LifeSouth, along with the U.S. Food and Drug Administration, urges donors to donate blood now and pleads for organizations to host blood drives. Blood donors are needed every day, and anyone who is in good health is encouraged to donate.

LifeSouth said in a news release that the coronavirus does not pose any known risk to blood donors during the donation process.

“We have already seen a significant decrease in donations as the outbreak progresses and are facing a critical public health risk if the blood supply continues to decline,” LifeSouth’s Vice President of Medical Services Dr. Chris Lough said in a news release.

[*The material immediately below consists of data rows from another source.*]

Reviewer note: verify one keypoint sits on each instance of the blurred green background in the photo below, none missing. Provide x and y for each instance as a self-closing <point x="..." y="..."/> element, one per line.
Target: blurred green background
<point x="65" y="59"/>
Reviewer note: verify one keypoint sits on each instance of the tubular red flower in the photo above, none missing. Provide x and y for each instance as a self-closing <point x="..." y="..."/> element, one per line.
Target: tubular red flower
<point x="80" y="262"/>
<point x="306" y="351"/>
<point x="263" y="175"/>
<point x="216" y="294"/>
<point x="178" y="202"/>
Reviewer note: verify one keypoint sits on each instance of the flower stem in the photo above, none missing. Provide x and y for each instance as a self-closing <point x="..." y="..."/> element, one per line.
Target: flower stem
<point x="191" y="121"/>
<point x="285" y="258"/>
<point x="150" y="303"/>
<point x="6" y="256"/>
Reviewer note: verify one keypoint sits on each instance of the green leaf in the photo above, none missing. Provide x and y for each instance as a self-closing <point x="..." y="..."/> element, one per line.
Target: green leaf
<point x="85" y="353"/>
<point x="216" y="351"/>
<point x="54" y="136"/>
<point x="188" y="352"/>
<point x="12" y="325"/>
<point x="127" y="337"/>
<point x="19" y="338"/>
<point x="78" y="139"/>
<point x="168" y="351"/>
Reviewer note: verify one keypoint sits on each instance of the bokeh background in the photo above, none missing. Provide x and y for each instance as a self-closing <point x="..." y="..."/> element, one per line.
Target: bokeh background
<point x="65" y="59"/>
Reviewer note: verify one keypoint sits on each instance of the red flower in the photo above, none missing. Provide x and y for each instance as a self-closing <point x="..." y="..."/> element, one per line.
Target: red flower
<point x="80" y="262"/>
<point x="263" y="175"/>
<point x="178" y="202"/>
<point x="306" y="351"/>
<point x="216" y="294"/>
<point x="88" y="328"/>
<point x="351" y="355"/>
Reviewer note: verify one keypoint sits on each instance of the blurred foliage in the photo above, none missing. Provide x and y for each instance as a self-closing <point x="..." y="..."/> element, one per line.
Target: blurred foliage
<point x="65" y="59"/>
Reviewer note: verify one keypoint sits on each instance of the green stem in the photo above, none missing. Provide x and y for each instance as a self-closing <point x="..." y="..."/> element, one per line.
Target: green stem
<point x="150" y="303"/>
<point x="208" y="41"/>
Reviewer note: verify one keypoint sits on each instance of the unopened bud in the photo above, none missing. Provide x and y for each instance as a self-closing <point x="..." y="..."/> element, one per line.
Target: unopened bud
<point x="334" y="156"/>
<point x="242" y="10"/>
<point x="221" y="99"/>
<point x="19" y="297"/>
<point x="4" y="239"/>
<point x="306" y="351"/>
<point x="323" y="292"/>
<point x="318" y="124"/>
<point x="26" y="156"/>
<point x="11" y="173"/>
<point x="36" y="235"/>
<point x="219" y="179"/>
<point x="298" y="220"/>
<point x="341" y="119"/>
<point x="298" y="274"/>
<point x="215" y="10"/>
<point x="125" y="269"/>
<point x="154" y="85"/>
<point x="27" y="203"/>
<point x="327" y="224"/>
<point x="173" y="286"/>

Admiral Brett P. Giroir, M.D. Assistant Secretary for Health at the U.S. Department of Health and Human Services, said in a news release that it’s safe to donate. However, if a person is not feeling well when they plan to give blood, they should not do so.

“Part of preparedness includes a robust blood supply,” he said in a news release. “Healthy individuals should schedule an appointment to donate today to ensure that blood is available for those patients who need it.”

LifeSouth District Community Development Coordinator Melinda Hinds said LifeSouth supplies 100 percent of all blood products for the hospital in LaGrange.

She said the organization needs all blood types. Hospitals place orders to the LifeSouth each morning for needed blood products, and then LifeSouth delivers the products to the hospital labs to meet the needs of patients.

The requirements to donate are that a person must be more than 110 pounds, at least 17 years of age, have photo identification, and must be in good health on the day of donation. Donors can also be 16 years old if they have their parent’s consent.

According to LifeSouth’s website, there is one blood drive scheduled at Walmart on New Franklin Road in LaGrange from noon to 6 p.m. on March 20.